Literature DB >> 22607023

Mobility of Xe atoms within the oxygen diffusion channel of cytochrome ba(3) oxidase.

V Mitch Luna1, James A Fee, Ashok A Deniz, C David Stout.   

Abstract

We use a form of "freeze-trap, kinetic crystallography" to explore the migration of Xe atoms away from the dinuclear heme a(3)/Cu(B) center in Thermus thermophilus cytochrome ba(3) oxidase. This enzyme is a member of the heme-copper oxidase superfamily and is thus crucial for dioxygen-dependent life. The mechanisms involved in the migration of oxygen, water, electrons, and protons into and/or out of the specialized channels of the heme-copper oxidases are generally not well understood.

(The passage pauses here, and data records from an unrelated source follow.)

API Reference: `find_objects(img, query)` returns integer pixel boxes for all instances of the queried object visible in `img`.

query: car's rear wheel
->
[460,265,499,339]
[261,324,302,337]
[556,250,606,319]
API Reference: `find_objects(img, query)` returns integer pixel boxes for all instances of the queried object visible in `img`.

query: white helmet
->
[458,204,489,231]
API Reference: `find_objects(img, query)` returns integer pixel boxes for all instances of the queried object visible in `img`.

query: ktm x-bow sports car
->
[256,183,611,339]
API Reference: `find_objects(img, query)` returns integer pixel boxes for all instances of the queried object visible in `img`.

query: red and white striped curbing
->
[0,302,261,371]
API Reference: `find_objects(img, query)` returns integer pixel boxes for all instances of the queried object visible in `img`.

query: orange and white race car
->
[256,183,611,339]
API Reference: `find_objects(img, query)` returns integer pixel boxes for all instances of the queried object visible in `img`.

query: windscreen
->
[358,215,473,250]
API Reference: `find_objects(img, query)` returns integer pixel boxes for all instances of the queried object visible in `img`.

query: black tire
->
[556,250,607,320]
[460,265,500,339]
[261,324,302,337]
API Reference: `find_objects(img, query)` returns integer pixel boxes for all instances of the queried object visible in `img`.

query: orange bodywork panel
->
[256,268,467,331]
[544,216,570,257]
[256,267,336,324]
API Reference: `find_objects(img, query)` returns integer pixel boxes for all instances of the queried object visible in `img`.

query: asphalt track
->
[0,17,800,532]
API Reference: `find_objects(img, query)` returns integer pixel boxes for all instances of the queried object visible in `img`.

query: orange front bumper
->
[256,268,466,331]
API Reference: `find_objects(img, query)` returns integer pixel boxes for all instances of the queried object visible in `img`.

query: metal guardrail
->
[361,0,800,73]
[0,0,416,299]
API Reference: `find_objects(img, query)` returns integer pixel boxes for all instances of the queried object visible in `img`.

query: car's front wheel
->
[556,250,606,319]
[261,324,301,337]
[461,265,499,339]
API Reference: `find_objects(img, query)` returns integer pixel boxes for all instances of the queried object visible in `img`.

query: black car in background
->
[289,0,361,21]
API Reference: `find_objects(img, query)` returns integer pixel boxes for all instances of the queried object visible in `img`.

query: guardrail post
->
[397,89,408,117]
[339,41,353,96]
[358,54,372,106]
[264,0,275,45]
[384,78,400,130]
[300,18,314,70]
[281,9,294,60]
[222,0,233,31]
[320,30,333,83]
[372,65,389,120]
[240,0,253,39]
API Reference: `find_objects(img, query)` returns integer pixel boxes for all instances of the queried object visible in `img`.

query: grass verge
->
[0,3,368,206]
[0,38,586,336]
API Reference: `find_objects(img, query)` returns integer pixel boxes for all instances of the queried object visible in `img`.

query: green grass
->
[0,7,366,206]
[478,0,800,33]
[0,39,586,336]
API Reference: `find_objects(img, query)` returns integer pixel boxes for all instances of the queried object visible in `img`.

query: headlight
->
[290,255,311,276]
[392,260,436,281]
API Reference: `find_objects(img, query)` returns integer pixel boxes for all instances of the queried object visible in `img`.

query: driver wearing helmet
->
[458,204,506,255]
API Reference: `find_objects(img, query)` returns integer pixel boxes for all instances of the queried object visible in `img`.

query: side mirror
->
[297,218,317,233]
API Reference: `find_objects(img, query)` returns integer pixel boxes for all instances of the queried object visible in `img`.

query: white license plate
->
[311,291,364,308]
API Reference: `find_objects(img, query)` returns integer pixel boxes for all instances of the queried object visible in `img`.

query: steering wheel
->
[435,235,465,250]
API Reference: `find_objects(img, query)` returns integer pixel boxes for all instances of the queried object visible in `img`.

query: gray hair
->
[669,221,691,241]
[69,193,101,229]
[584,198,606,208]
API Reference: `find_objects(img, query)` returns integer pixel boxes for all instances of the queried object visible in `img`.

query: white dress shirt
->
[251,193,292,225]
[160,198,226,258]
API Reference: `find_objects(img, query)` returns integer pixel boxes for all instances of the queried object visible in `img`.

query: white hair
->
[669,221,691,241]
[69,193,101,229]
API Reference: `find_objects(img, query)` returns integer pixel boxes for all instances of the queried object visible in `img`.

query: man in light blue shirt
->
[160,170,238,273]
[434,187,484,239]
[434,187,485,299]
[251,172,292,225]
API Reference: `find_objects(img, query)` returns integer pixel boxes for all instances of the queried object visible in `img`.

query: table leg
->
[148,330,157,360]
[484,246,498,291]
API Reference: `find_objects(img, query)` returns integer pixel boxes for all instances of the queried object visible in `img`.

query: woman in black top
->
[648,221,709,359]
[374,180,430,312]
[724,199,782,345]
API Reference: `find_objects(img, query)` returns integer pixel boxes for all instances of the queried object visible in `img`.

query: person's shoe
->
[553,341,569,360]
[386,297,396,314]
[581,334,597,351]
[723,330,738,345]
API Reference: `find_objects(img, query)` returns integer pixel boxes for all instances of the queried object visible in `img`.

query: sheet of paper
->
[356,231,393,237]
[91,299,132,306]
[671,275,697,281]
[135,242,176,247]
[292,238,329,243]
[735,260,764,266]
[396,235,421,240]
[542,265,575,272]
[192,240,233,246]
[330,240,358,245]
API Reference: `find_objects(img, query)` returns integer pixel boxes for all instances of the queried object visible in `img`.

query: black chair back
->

Pressurization of crystals with Xe gas previously revealed a O(2) diffusion channel in cytochrome ba(3) oxidase that is continuous, Y-shaped, 18-20 Å in length and comprised of hydrophobic residues, connecting the protein surface within the bilayer to the a(3)-Cu(B) center in the active site. To understand movement of gas molecules within the O(2) channel, we performed crystallographic analysis of 19 Xe laden crystals freeze-trapped in liquid nitrogen at selected times between 0 and 480 s while undergoing outgassing at room temperature. Variation in Xe crystallographic occupancy at five discrete sites as a function of time leads to a kinetic model revealing relative degrees of mobility of Xe atoms within the channel. Xe egress occurs primarily through the channel formed by the Xe1 → Xe5 → Xe3Xe4 sites, suggesting that ingress of O(2) is likely to occur by the reverse of this process. The channel itself appears not to undergo significant structural changes during Xe migration, thereby indicating a passive role in this important physiological function.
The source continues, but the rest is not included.